[<prev] [next>] [<thread-prev] [day] [month] [year] [list]
Message-ID: <0131dd9a-327c-4f3f-a9ca-a5126c464e79@intel.com>
Date: Thu, 20 Nov 2025 14:01:36 -0800
From: Reinette Chatre <reinette.chatre@...el.com>
To: Dave Martin <Dave.Martin@....com>
CC: <linux-kernel@...r.kernel.org>, Tony Luck <tony.luck@...el.com>, "James
Morse" <james.morse@....com>, Ben Horgan <ben.horgan@....com>, Thomas
Gleixner <tglx@...utronix.de>, Ingo Molnar <mingo@...hat.com>, Borislav
Petkov <bp@...en8.de>, Dave Hansen <dave.hansen@...ux.intel.com>, "H. Peter
Anvin" <hpa@...or.com>, Jonathan Corbet <corbet@....net>, <x86@...nel.org>,
<linux-doc@...r.kernel.org>
Subject: Re: [PATCH v2] x86,fs/resctrl: Factor MBA parse-time conversion to be
per-arch
Hi Dave,
On 11/20/25 9:42 AM, Dave Martin wrote:
> On Thu, Nov 20, 2025 at 08:46:24AM -0800, Reinette Chatre wrote:
>> Hi Dave,
>>
>> On 10/31/25 8:41 AM, Dave Martin wrote:
>>> The control value parser for the MB resource currently coerces the
>>> memory bandwidth percentage value from userspace to be an exact
>>> multiple of the rdt_resource::resctrl_membw::bw_gran parameter.
>>>
>>> On MPAM systems, this results in somewhat worse-than-worst-case
>>> rounding, since the bandwidth granularity advertised to resctrl by the
>>> MPAM driver is in general only an approximation to the actual hardware
>>> granularity on these systems, and the hardware bandwidth allocation
>>> control value is not natively a percentage -- necessitating a further
>>> conversion in the resctrl_arch_update_domains() path, regardless of the
>>> conversion done at parse time.
>>>
>>> Allow the arch to provide its own parse-time conversion that is
>>> appropriate for the hardware, and move the existing conversion to x86.

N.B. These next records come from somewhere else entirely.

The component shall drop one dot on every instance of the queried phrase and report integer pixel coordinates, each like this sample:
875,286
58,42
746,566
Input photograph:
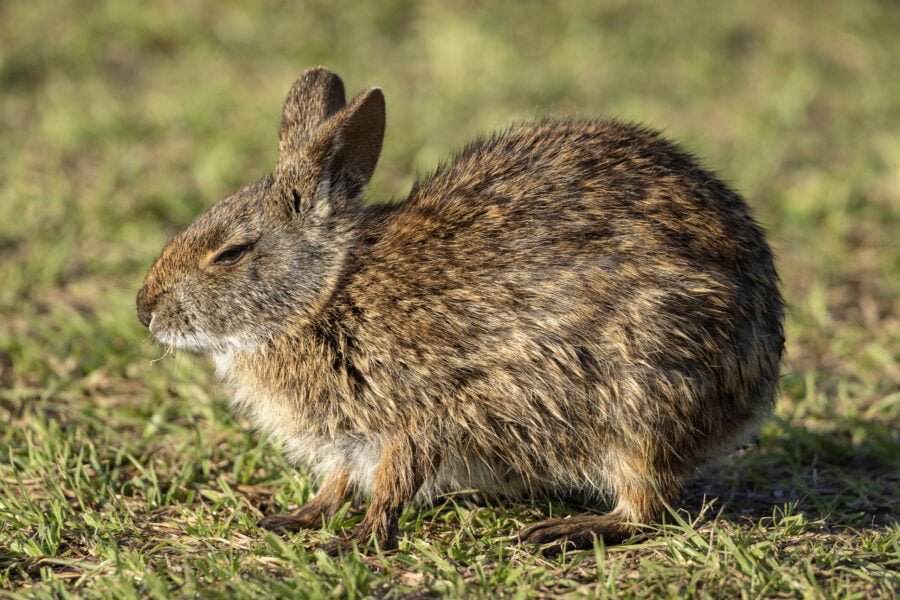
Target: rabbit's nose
145,308
145,316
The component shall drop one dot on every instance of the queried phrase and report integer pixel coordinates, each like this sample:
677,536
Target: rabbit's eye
231,255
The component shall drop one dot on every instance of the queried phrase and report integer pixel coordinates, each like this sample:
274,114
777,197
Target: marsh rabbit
565,308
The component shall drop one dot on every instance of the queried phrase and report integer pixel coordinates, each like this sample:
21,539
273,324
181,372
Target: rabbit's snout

>>> This will avoid accumulated error from rounding the value twice on MPAM
>>> systems.
>>>
>>> Clarify the documentation, but avoid overly exact promises.
>>>
>>> Clamping to bw_min and bw_max still feels generic: leave it in the core
>>> code, for now.
>>>
>>> No functional change.
>>
>> Please use max line length available. Changelogs have to conform before merge
>> and having patch ready saves this work.
>
> Fixed. Sorry, old habits die hard.
>
> I won't bother with the tearoff text, though, it that's OK -- that
> won't go into git.
ok with me. I am not familiar with precedent in this regard to predict x86 maintainers'
preference.
>
> [...]
>
>>> diff --git a/Documentation/filesystems/resctrl.rst b/Documentation/filesystems/resctrl.rst
>>> index b7f35b07876a..fbbcf5421346 100644
>>> --- a/Documentation/filesystems/resctrl.rst
>>> +++ b/Documentation/filesystems/resctrl.rst
>
> [...]
>
>>> @@ -737,8 +736,10 @@ The minimum bandwidth percentage value for each cpu model is predefined
>>> and can be looked up through "info/MB/min_bandwidth". The bandwidth
>>> granularity that is allocated is also dependent on the cpu model and can
>>> be looked up at "info/MB/bandwidth_gran". The available bandwidth
>>> -control steps are: min_bw + N * bw_gran. Intermediate values are rounded
>>> -to the next control step available on the hardware.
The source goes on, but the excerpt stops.